Hacía mucho
frío y un vientecillo del Norte que pelaba. El párroco, con paso firme y muy
ligero, acurrucado en su sotana y con la bufanda tapado por encima de la nariz,
atravesaba la plaza. Se dirigía a la iglesia para preparar y adornar el altar.
En unas horas se celebraría la Misa del Gallo y no sabía cómo se las iba a
arreglar para terminar el Belén grande que colocaba delante del altar, pues no
tenía figuras de pastores aquella humilde parroquia. Al llegar a la puerta se
encontró a una anciana que, rebujada en una raída manta apretaba a tres
pequeñines, intentando guarecerlos del intenso frío. No eran del pueblo. El
párroco jamás los había visto.
- ¡Hola
señora! ¿Qué hace usted aquí y con estas pobres criaturas?
- Verá usted
Padre, íbamos por la carretera haciendo autostop, nadie nos subía a su coche y
como ya se hacía de noche, decidí que la pasaríamos aquí al abrigo del porche,
hasta emprender de nuevo el camino.
El cura les
invitó a pasar dentro de la iglesia y les proporcionó calor y alimentos. Para
la Misa, les propuso que hicieran de figuras de aquel Belén: a la anciana la
vistió de pastora y a los niños de pastorcillos, los colocó en el altar y les
rogó que no se movieran.

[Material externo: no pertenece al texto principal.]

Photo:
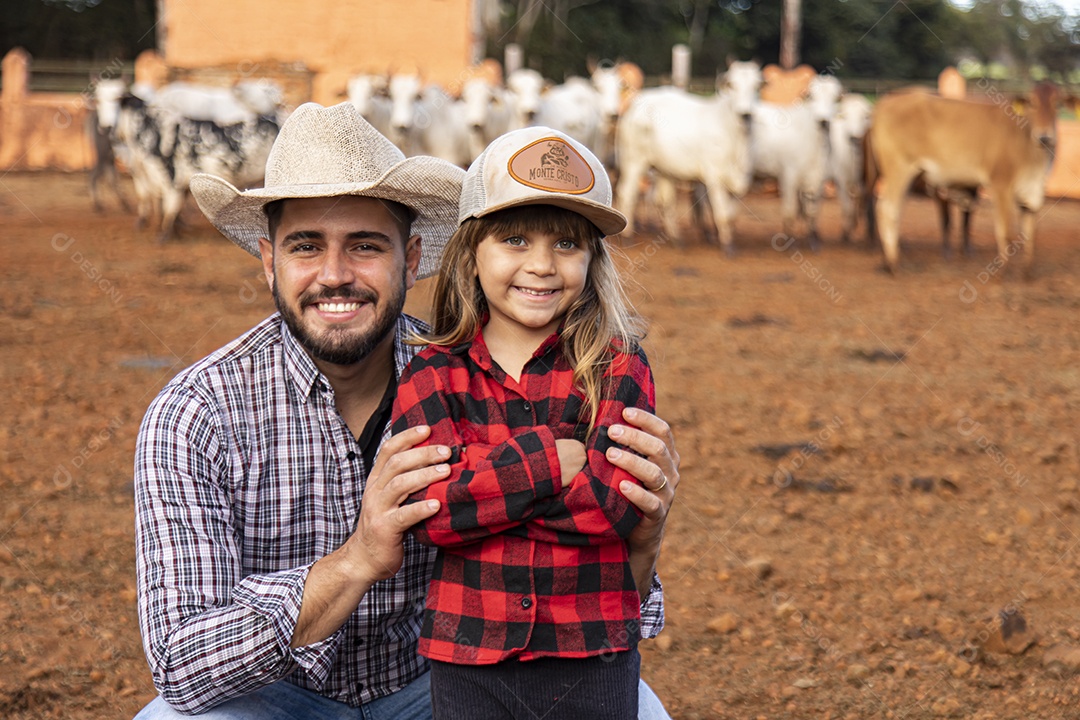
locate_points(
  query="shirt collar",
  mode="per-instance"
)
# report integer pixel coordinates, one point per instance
(478, 352)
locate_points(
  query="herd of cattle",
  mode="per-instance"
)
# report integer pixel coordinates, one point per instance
(651, 138)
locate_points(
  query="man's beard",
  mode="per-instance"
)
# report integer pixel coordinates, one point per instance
(343, 345)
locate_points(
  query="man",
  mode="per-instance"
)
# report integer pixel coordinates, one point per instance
(271, 522)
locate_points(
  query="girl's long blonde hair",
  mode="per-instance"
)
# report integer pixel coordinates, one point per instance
(598, 324)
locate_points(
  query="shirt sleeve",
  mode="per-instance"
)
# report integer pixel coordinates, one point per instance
(652, 610)
(591, 508)
(490, 488)
(210, 634)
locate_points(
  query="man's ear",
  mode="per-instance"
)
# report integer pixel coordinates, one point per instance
(266, 252)
(413, 246)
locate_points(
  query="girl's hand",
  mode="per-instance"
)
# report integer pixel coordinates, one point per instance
(571, 459)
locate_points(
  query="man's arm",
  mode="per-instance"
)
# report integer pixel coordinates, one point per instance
(210, 632)
(374, 552)
(650, 436)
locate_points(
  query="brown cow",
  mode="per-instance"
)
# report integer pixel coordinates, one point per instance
(964, 144)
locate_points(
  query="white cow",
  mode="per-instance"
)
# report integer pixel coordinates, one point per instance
(487, 112)
(526, 86)
(426, 120)
(683, 137)
(846, 133)
(574, 108)
(368, 94)
(225, 106)
(100, 124)
(790, 143)
(741, 83)
(609, 92)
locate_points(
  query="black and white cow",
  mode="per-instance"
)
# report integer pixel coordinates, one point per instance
(100, 123)
(166, 148)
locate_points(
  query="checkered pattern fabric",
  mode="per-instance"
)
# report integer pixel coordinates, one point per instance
(245, 474)
(525, 568)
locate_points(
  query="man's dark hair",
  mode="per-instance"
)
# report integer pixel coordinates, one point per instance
(402, 214)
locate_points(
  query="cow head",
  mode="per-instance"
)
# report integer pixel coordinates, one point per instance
(107, 94)
(527, 86)
(823, 93)
(741, 83)
(1041, 113)
(608, 84)
(405, 91)
(363, 89)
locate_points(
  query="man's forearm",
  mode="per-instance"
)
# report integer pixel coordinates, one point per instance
(334, 587)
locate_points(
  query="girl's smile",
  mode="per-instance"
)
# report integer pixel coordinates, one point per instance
(530, 281)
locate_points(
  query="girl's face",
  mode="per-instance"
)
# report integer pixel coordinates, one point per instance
(530, 280)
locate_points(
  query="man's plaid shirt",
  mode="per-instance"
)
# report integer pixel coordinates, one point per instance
(526, 569)
(245, 475)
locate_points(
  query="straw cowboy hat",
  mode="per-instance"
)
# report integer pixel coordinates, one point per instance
(324, 152)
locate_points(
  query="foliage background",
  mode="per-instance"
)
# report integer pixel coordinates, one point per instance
(913, 39)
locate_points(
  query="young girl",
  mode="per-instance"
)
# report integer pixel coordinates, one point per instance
(534, 354)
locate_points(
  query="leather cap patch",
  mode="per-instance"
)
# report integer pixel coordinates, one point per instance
(553, 165)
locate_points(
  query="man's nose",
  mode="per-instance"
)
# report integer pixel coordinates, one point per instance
(336, 269)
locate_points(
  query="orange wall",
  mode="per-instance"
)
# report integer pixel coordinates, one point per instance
(336, 39)
(1064, 180)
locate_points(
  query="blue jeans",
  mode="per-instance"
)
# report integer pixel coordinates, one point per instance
(283, 701)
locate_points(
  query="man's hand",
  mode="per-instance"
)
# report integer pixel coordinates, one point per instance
(375, 551)
(658, 473)
(400, 470)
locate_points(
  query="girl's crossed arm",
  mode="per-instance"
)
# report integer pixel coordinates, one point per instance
(490, 488)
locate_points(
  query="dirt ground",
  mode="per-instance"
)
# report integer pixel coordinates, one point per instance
(873, 467)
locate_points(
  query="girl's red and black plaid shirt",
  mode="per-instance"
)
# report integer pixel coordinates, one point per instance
(526, 568)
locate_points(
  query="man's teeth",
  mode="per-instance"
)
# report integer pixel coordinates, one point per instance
(338, 307)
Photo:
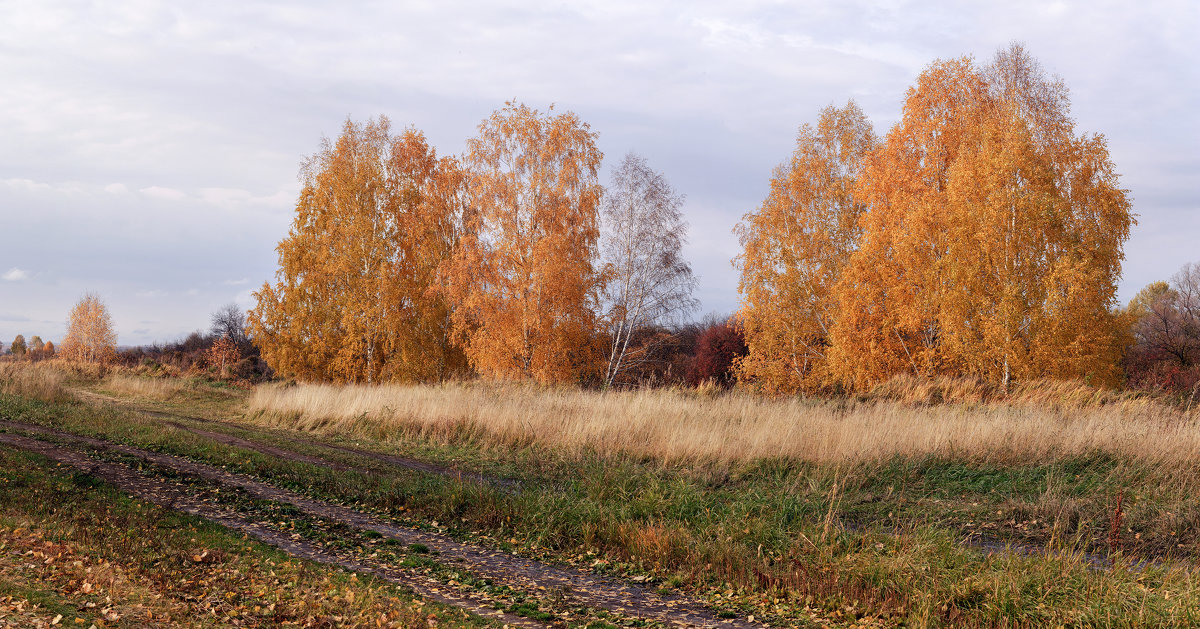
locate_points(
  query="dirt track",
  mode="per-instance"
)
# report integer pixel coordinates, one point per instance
(571, 586)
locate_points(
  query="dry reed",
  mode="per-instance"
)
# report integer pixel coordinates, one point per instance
(42, 381)
(144, 388)
(739, 426)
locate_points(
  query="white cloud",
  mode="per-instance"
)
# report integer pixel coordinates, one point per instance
(28, 185)
(16, 275)
(166, 193)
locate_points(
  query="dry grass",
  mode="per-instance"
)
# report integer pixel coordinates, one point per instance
(144, 388)
(676, 425)
(42, 381)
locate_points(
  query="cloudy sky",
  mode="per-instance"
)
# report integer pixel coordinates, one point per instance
(149, 150)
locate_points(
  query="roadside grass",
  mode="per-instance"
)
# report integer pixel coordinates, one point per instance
(1037, 424)
(838, 541)
(40, 381)
(73, 546)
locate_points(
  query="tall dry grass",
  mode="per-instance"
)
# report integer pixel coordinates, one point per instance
(144, 388)
(42, 381)
(676, 425)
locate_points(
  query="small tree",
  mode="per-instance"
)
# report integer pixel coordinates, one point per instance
(222, 354)
(648, 281)
(90, 334)
(36, 347)
(229, 321)
(18, 347)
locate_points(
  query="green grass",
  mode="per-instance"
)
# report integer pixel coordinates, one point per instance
(785, 540)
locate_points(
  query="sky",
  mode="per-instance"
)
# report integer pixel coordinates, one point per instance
(149, 151)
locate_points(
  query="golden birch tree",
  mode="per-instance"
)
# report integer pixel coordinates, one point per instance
(355, 298)
(90, 335)
(795, 249)
(523, 280)
(648, 282)
(994, 239)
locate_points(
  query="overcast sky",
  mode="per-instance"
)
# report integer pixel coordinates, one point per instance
(149, 150)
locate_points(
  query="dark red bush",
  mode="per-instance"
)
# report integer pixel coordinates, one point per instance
(717, 348)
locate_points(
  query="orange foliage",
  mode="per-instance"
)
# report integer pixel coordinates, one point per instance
(795, 250)
(90, 335)
(523, 281)
(993, 243)
(357, 298)
(982, 238)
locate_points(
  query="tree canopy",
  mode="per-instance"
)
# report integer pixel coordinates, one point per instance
(357, 295)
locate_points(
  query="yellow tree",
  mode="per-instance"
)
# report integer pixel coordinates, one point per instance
(90, 335)
(355, 298)
(523, 281)
(994, 240)
(888, 295)
(795, 249)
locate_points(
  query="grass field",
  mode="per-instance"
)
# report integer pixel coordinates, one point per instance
(886, 510)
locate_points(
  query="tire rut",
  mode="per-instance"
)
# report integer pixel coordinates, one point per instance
(521, 574)
(178, 498)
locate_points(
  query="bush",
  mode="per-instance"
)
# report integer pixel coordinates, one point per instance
(717, 348)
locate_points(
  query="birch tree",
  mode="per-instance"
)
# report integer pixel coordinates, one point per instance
(355, 298)
(795, 249)
(647, 280)
(90, 335)
(994, 238)
(523, 281)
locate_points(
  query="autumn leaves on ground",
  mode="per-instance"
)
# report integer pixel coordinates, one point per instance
(475, 375)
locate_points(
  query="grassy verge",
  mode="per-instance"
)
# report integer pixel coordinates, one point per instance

Lo hicieron tan bien que, los feligreses, llegaron a
creer que eran figuras de cera construidas a tamaño natural.
El Párroco
en la puerta, despedía a todos los asistentes que, muy emocionados, le
felicitaban por aquel logro. “Parece como un milagro”, agregaban.
Tras cerrar
la puerta, el párroco se dirigió al altar con el fin de aposentar a la anciana
y sus pequeñines en la Sacristía, pero cual fue su sorpresa cuando comprobó que
allí no había nadie. Buscó por todos los rincones de la Iglesia y, ¡nada!,
¡habían desaparecido! Al final, este buen cura no hacía más que pensar: “¿Habrá
sido un milagro?, tendré que pensar como mis feligreses.